Quanto mais o mundo se complica com horários, compromissos, contas, impostos, serviços medonhos e política nauseante, fora as novas descobertas de milhões e milhões desviados enquanto as crianças não têm comida nem escola, e a bandidagem se diverte às custas da polícia e comanda o país, mais nós procuramos a paz. Uma certa paz, a paz possível. Ansiar menos pelos luxos antigos que exigiam uma dinheirama – não querer mais impressionar, mas nos sentirmos bem, de jeito leve. Vamos ter tempo de viver um pouco mais, não em anos, mas em felicidade, sem tantas exigências.

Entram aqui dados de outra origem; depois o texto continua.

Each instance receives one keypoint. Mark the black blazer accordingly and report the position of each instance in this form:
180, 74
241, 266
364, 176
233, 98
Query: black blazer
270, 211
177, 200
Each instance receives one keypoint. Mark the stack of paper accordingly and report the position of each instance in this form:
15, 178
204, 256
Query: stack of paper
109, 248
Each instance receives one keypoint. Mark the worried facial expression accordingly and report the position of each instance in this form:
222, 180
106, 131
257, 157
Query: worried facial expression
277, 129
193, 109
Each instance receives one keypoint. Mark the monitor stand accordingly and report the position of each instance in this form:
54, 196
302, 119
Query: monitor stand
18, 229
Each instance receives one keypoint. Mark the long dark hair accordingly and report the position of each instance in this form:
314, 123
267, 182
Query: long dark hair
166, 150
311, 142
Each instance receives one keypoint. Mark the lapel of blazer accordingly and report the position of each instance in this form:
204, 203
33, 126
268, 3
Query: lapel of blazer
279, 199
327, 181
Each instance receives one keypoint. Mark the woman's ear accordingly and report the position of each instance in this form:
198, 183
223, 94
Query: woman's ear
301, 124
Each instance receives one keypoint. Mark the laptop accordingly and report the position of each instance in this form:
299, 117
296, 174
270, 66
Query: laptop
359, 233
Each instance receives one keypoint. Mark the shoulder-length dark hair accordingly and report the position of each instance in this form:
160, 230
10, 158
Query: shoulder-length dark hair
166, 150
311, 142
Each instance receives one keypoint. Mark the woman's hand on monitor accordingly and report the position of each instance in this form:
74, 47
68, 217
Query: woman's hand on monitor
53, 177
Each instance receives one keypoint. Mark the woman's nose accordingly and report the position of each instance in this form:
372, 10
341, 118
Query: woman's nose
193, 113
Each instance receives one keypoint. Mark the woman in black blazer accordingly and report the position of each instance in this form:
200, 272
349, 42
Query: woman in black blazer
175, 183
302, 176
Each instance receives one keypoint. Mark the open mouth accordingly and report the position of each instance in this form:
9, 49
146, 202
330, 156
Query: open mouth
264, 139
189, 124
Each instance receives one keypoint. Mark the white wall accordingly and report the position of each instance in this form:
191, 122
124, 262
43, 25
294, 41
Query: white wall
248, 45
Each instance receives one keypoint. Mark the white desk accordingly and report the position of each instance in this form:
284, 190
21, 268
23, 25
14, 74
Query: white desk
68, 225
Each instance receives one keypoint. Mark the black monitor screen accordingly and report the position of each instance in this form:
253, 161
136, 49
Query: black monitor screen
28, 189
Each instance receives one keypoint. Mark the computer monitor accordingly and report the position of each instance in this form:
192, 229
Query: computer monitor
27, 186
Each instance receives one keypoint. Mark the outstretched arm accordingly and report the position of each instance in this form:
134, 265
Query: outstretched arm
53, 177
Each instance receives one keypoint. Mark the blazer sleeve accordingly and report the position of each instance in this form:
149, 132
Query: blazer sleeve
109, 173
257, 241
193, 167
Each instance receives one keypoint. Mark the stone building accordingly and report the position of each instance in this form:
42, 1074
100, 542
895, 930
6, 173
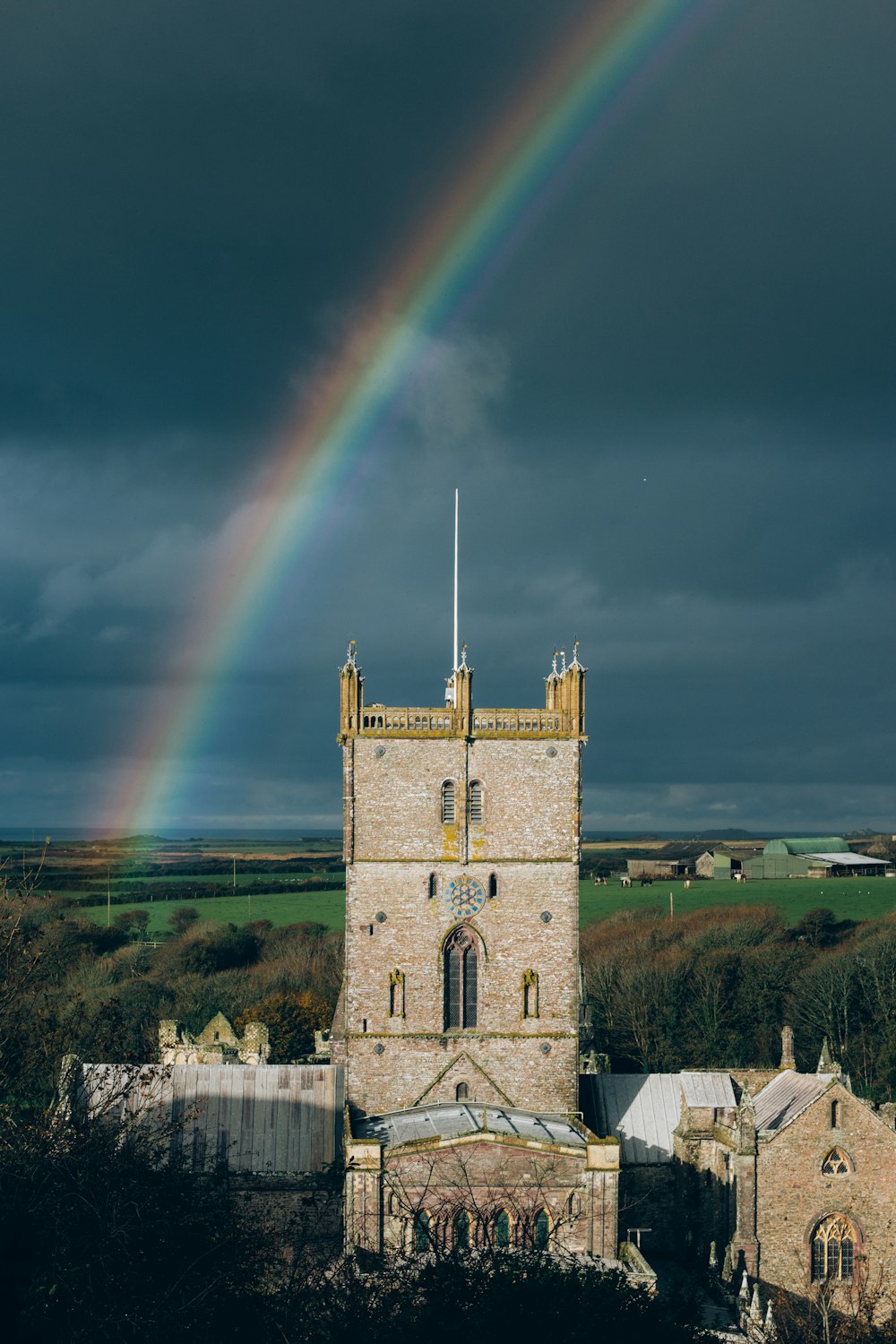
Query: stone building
217, 1043
791, 1185
458, 1026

De momento, faço uma tradução de filosofia, sofisticada, mas tudo ao meu redor é simples, portanto é um luxo esse trabalho intenso que há tempos não fazia. Sem complicação. Sem resmungar. Até uma das funcionárias comentou: “A senhora está de novo muito tempo trancada no escritório”, e estou. Mas contente, porque se a crise exige mais trabalho, por outro lado foi minha profissão tantas décadas, e reencontro, nela, velhas alegrias.

Quando o difícil fica cada vez mais difícil na vida, podemos ser mais simples até no café da manhã: cada um prepara o que quer, depois bandejinha no colo cada um na sua poltrona, conversando, comentando notícias (haja estômago) ou olhando quietos as árvores com seu jogo quase sobrenatural de luzes e verdes. Porque para se amar, e estar feliz junto, não é preciso nenhuma aflição.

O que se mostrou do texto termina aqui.